US to gain 30% over next year, says BlackRock's Doll

BlackRock’s Bob Doll has reintroduced an element of cyclicality into his portfolios, identifying historically low price to earnings ratios and bond yields as offering a compelling investment opportunity.

The cyclical opportunity

Doll, who is chief equity strategist at BlackRock, said: ‘We remain in a global cyclical recovery and the probability of a double-dip is low.

'Technically we’ve been through a nasty correction and there are a bunch of global cyclicals which are down by double and those markets imply a double-dip. However, my view is to buy into companies with cyclicality. The cynics would say “be careful not to catch a falling knife” – but in weakness comes opportunity.’

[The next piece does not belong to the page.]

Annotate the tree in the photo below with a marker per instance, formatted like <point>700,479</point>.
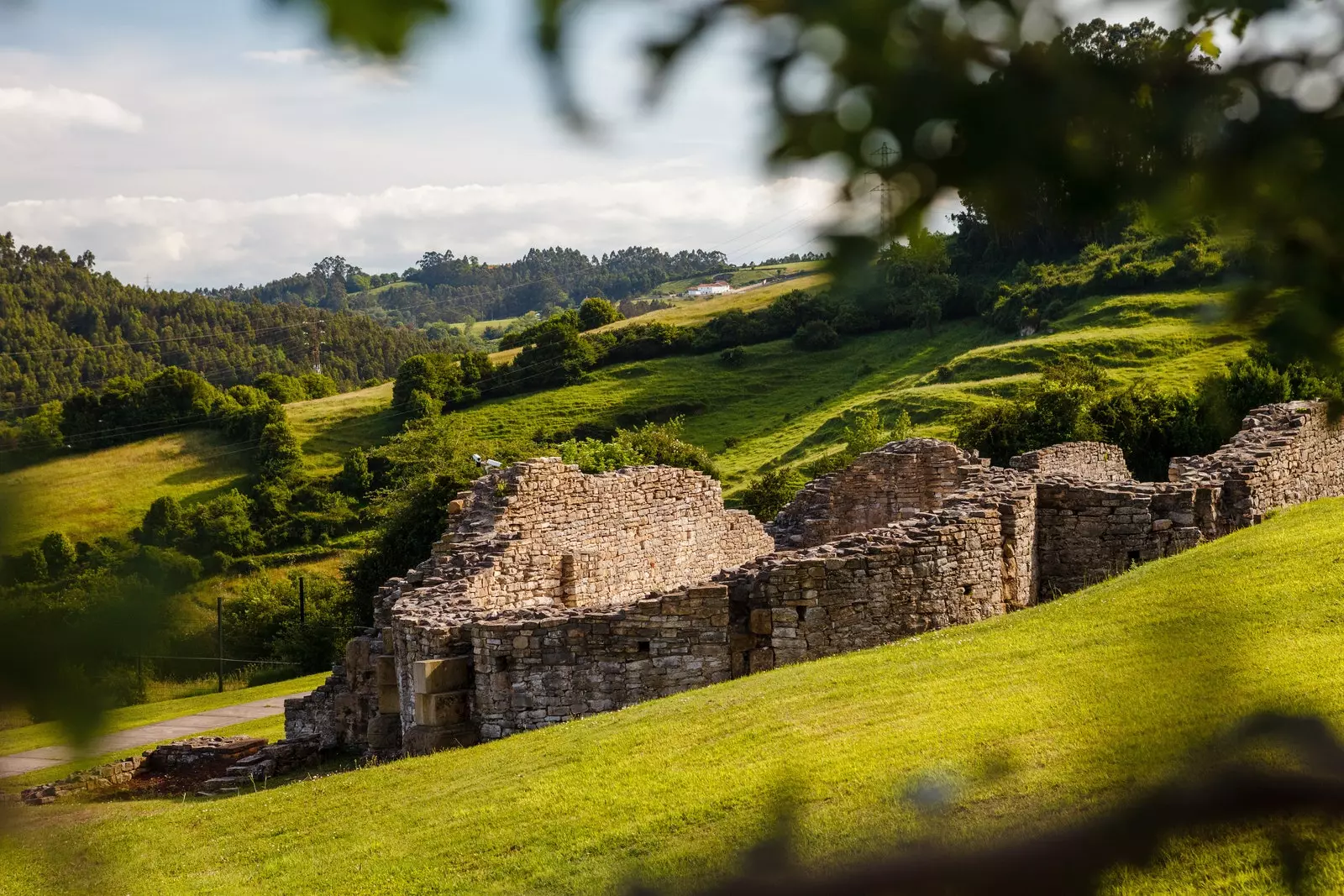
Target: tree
<point>597,312</point>
<point>279,454</point>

Doll also believes the huge quantitative easing programme will help stimulate growth.

‘The fiscal stimulus in the US was gargantuan – much bigger than in the rest of the world. As a result, we will see better growth there.’

To tap into this view, he has increased the beta in his BlackRock US Dynamic fund and his Luxembourg-domiciled US Flexible Equity fund from 98 to 106. He has done this by buying into the industrials, materials and energy sectors. He has also increased his exposure to the technology, healthcare and consumer growth sectors.

Historical justification

Doll draws on historical evidence to justify his move into cyclicals. ‘Price-to-earnings ratios are at their lowest levels since the 1980s and corporate bond yields at their lowest since the 1950s. Only 3% of the time have equities been cheaper than this and the last time it happened we saw a subsequent 12-month return of 27%,’ he explained.

He accepts the US debt position is as bad as it has been in 100 years on a consumer and state level. However, he does not expect the world’s largest economy to default on its debt, highlighting that the dollar is still the world’s reserve currency.

He also points out that the US still has the power to service the debt: ‘Despite debt being a problem, it is a backburner rather than a frontburner. Interest expense is not a major problem, the US can still afford to service its debt.’